Novak Djokovic has won a record-equalling 20th Grand Slam title and sixth Wimbledon crown on Monday morning (AEST) with a four-set victory over Italian slugger Matteo Berrettini with rival superstar Roger Federer hailing the achievement as a “wonderful performance”.
The world number one triumphed 6-7 (4/7) 6-4 6-4 6-3 to move level on 20 majors with Federer and Rafael Nadal.
His victory has put him three-quarters of the way to the first calendar Grand Slam of all four majors since 1969.
“I could definitely envisage that happening and I hope I will give it a shot. I’m in great form and played well and having my best form at Grand Slams is my number one priority,” said Djokovic.
This was Djokovic’s sixth victory at the All England Club, who was playing his 30th final.
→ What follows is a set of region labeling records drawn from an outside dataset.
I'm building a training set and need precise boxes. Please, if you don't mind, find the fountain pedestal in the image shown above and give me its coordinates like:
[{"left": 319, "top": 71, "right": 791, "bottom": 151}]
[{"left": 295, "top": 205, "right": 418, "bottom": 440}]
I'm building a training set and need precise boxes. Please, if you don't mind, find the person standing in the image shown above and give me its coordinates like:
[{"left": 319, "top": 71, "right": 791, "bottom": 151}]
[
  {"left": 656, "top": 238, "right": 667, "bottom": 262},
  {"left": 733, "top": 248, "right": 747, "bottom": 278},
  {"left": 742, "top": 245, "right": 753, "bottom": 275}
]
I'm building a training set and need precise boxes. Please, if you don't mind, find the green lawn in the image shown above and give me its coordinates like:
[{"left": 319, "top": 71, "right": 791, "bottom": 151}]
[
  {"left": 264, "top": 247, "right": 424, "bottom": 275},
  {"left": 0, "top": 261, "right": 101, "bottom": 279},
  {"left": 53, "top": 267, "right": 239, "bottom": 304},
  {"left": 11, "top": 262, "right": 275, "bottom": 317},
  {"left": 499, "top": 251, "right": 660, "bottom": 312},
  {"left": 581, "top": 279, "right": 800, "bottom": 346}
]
The win has been added to his previous achievements, as he has won nine Australian Opens, two Roland Garros and three US Open titles.
Should he win a fourth title in New York in September, he will become just the third man in history after Don Budge (1938) and Rod Laver (1962 and 1969) to complete the calendar Grand Slam.
“It was more than a battle. He is a true Italian hammer, I felt it on my skin,” said Djokovic of Berrettini.
Of sharing the majors record with Federer and Nadal, he added: “It means none of us three will stop. Roger and Rafa are legends, they are the reason I am where I am today.
“They showed me what I needed to do to get stronger, physically, tactically and mentally. Over the last 10 years it has been an incredible journey that’s not stopping here.”
But despite his incredible efforts, Djokovic was not the crowd favourite.
Earlier in the tournament he was given a frosty reception, with spectators leaning towards Berrettini.
Tennis reporter Ben Rothenberg noted “these are some loud ‘Matt-e-o!’ chants” while Adam Peacock tweeted: “Novak could be playing a parking officer and still have minority support.”
However, the top seed wasn’t going to be affected. After saving two break points to hold for 4-2 in the third set, Djokovic insisted he couldn’t hear the crowd.
“I can’t hear you,” he said as he cupped his ear with his racquet.
One English TV commentator said: “That’s a very strong hold and that’s full of character. Who do you think you’re dealing with here? The best player of all time.
“To come here and win five times, ‘You still don’t love me? How dare you’.”
Another commentator added: “That’s exactly the conversation he’s having.”
In a post-match press conference, Djokovic’s coach Goran Ivanisevic said: “The crowd, it’s normal they were for Matteo, they want him. But still he (Djokovic) is amazing. He doesn’t want to go. Like in the movies. You have to kill the guy 27 times & still he gets up & you have to kill him again & he gets up, he gets up. He just, you can’t.”
Ivanisevic also said he thinks the Greatest Of All Time (GOAT) debate in men’s tennis is already closed in favour of his charge, but added: “If he wins the US Open, I think it’s over.”